Why India Life sold out to Hewitt
(The biggest challenge for India Life was) we were a start-up and our brand was hardly known. One of the biggest neutralizers of that objection was the gift-wrapping that came with our becoming part of Hewitt. We now have $1.8 billion in revenues, we handle 16 million employees globally, and have an annual IT spend of $350 million. When our customers or prospects hear that, they realize there is much more at stake than their contract....

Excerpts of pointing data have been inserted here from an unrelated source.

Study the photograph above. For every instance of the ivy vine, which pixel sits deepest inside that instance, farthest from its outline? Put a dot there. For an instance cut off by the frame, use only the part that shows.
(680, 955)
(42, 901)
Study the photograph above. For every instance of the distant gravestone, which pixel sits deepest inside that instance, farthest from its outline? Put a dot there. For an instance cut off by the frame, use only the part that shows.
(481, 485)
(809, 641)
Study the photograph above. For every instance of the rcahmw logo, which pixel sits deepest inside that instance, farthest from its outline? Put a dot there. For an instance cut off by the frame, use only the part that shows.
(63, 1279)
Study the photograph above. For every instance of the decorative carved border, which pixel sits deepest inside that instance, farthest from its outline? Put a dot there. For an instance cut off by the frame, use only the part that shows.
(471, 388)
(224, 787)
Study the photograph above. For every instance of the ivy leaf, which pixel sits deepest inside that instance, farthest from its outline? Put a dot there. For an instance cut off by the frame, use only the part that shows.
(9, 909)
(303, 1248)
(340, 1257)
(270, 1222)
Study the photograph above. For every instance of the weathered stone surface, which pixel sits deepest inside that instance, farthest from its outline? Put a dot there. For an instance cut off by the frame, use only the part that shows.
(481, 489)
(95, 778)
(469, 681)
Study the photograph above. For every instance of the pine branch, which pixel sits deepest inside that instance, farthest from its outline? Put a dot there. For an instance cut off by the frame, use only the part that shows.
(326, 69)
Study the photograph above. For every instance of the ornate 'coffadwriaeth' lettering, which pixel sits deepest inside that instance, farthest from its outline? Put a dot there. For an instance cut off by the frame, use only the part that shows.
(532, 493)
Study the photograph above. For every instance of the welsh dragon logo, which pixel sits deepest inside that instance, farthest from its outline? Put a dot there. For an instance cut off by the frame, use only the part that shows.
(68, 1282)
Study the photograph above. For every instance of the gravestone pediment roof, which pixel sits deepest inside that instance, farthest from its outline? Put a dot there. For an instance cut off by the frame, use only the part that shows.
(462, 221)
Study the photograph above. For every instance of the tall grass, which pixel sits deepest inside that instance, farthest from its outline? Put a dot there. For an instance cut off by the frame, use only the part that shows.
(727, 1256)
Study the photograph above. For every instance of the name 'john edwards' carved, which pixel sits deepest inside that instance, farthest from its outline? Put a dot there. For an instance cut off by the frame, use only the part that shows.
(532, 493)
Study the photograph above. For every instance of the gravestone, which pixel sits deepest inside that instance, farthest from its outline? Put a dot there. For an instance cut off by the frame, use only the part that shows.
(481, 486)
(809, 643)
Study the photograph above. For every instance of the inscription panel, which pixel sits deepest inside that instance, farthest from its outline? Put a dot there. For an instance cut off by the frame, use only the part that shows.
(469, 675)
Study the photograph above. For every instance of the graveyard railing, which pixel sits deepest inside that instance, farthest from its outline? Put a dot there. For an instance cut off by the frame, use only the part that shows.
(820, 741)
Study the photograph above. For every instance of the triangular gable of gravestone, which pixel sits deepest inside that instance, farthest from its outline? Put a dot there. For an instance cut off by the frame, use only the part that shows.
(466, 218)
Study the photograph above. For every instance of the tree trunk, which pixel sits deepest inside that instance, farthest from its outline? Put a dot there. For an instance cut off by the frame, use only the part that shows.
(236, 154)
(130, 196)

.....You need deep pockets in this business. God has switched sides in BPO. She is no longer on the side of the best shots; she is with the biggest armies.

On dealing with a large parent
Gift-wrapping doesnÂ’t come without strings, right? ...

You’re riding a horse, and suddenly someone puts a cart behind you...

...I keep telling Hewitt that the removal of resource constraints, which was one of my biggest attractions, does not compensate for the cholesterol that comes with becoming part of a big organization. ...

...Even at this stage of Hewittization, I think it’s a net gain. A water pistol won’t get you very far if you want to meet customer expectations. In HR, the technology treadmill is becoming so hard for companies to stay on. For us it would have been impossible without Hewitt.

The inevitability of offshoring
Many of us in emerging markets like India, who vigorously fought to deregulate and break down our own walls, feel badly let down by the attempt to now build walls against us. Good economics is not always good politics -- but I have faith that this too shall pass. The economics of offshoring are irresistible. The offshoring wave may be delayed, but it is unstoppable.